My pitch was about how I would launch a new line of computers for consumers in Singapore. I had spent weeks collecting data and preparing the PowerPoint.   

After I had spent an hour presenting my grand plan, the bosses looked at me blankly.

One then said coldly: “Ian, we don’t know what you were talking about, but it sounds like a poor business plan. Your plan is not approved.”

I was flummoxed. Where did I go wrong? As someone who had spent a decade working in the media, I prided myself on being an effective communicator.

But that day, I realised I was a novice in the art of business communications, which all should master early to be seen as workers who can articulate and achieve company goals effectively.

Every day, millions of people are in meetings pitching ideas, explaining results or discussing critical issues with their colleagues and bosses.

Office workers often have to deal with colleagues who are distracted by work demands, family matters, or just plain exhaustion.

Who wants to be stuck in another long meeting, much less listen to your presentation? This is why communication in the workplace is more challenging than in most scenarios.

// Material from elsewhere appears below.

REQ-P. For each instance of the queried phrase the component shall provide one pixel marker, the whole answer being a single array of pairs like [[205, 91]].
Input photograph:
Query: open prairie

If you have been facing challenges getting your message across in the workplace, always consider the following three things — your “business literacy”, your audience management and your message delivery.  


“Business literacy” is simply knowing how a business is run and what are the key levers that make it profitable.

Companies can get very complex in their operations, to the point where many employees do not actually know how profits are actually made.

Thus, if you ask someone “which is the most profitable product” or “the fastest growing division” in their company, he or she may be stumped.

I have seen many marketers waste their time trying to ask for marketing budgets for products that management is disinterested in. They have the misguided notion that as long as they have a cool marketing strategy, the bosses are sure to approve.

Instead, management often focuses on the most profitable or the most revenue-generating product.

You can find out these facts and numbers by reading the company’s financial reports.

If you find financial reports difficult to digest, then look for the financial presentations that summarise the same numbers in simple infographics.  

For smaller companies that do not produce financial reports, you can have a chat with the sales team or the finance person to learn how the company really works.

When you are “business literate”, you will understand what makes management tick. Then you will be able to craft a relevant message that gets them to sit up and pay attention.


People often like to say they are “data-driven” and indeed, having good data does make for strong business cases.

However, relationships can matter more than data. Abraham Lincoln once said: “If you wish to win a man over to your ideas, first make him your friend."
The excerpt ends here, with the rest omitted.